よい人材を支えるのは事業者
ただし、「保育のマインド」を高く保ち続けるためには、ある程度の施設・設備が整うことも必要です。物理的な環境が悪いと、保育士の負担は重くなり、保育の質を高めようと努力することに疲れてしまうからです。
また、賃金などの処遇が悪いと職員が定着しません。バラバラの職員集団では、「保育のマインド」は育まれません。新米ばかりで施設長の指導力がないと、チームワークができず、一人ひとりの負担が重くなり、退職率が高まり、さらにチームワークが崩れて行くという悪循環にも陥ります。そんな施設では研修を受けるゆとりも失われていたりします。
では、施設・設備への投資や、職員の待遇を決めているのは誰かというと、事業者です。つまり、確かに、個々の施設の質は人材によって決まるけれども、長期的に見れば、事業者の姿勢が施設の人材のありようを左右するというわけです。
数だけ合わせる人の動かし方ではダメ
待機児童が多い地域では、事業拡大意欲が旺盛な株式会社などの事業者によって待機児童対策が進んでいる地域も多いと思います。

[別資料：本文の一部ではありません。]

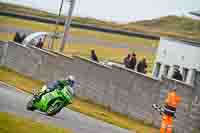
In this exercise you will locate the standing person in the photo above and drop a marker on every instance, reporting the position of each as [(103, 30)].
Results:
[(142, 66), (171, 104), (177, 75), (94, 56), (127, 61), (40, 44), (133, 61)]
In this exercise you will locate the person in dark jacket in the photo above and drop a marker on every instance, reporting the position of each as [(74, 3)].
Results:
[(94, 56), (133, 61), (127, 61), (142, 66), (177, 75)]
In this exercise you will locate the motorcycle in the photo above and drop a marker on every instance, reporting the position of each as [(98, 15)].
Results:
[(51, 103)]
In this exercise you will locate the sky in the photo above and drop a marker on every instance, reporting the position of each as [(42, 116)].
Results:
[(121, 11)]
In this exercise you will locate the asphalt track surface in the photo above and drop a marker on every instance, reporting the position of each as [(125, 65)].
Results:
[(90, 40), (14, 101)]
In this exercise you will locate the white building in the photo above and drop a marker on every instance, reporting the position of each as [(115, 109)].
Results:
[(179, 53)]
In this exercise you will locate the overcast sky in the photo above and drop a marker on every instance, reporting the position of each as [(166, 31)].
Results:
[(119, 10)]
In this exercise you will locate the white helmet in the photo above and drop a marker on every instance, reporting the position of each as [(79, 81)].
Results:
[(71, 79)]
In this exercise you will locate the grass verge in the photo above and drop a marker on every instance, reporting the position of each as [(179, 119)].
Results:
[(84, 106), (10, 123), (104, 52)]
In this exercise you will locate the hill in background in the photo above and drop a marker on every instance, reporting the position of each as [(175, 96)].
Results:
[(174, 26)]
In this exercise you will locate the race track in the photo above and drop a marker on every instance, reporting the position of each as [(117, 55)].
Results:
[(14, 101)]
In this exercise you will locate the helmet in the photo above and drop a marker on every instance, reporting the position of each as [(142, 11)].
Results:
[(71, 80)]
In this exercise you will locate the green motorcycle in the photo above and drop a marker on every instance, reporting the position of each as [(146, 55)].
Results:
[(51, 103)]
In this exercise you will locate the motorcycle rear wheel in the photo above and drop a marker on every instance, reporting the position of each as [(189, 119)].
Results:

ただし、急拡大する事業者の中には、「保育のマインド」を育むことに無頓着になってしまっている事業者もいます。たとえば、こんなやり方では、一つひとつの施設の質は上がりません。
・施設長が1年で異動することが普通に行われている
・保育士が日々系列施設間を移動している(足りない店舗にバイトを動かす飲食店方式)
・クラス担任にもパート保育士を充てている
このような人の動かし方をすると、「保育のマインド」を共有する職員集団がつくれないばかりか、保育士と子どもとの安定した関係もできないため、子どもにとって「つらい」保育になります。保育士としても、子どもの育ちを継続的に見つめて保育を計画的に考えることができないので、やりがいが感じられにくくなります。そして、子ども一人ひとりを細やかに見ることが難しくなれば、事故が起こる確率も高まります。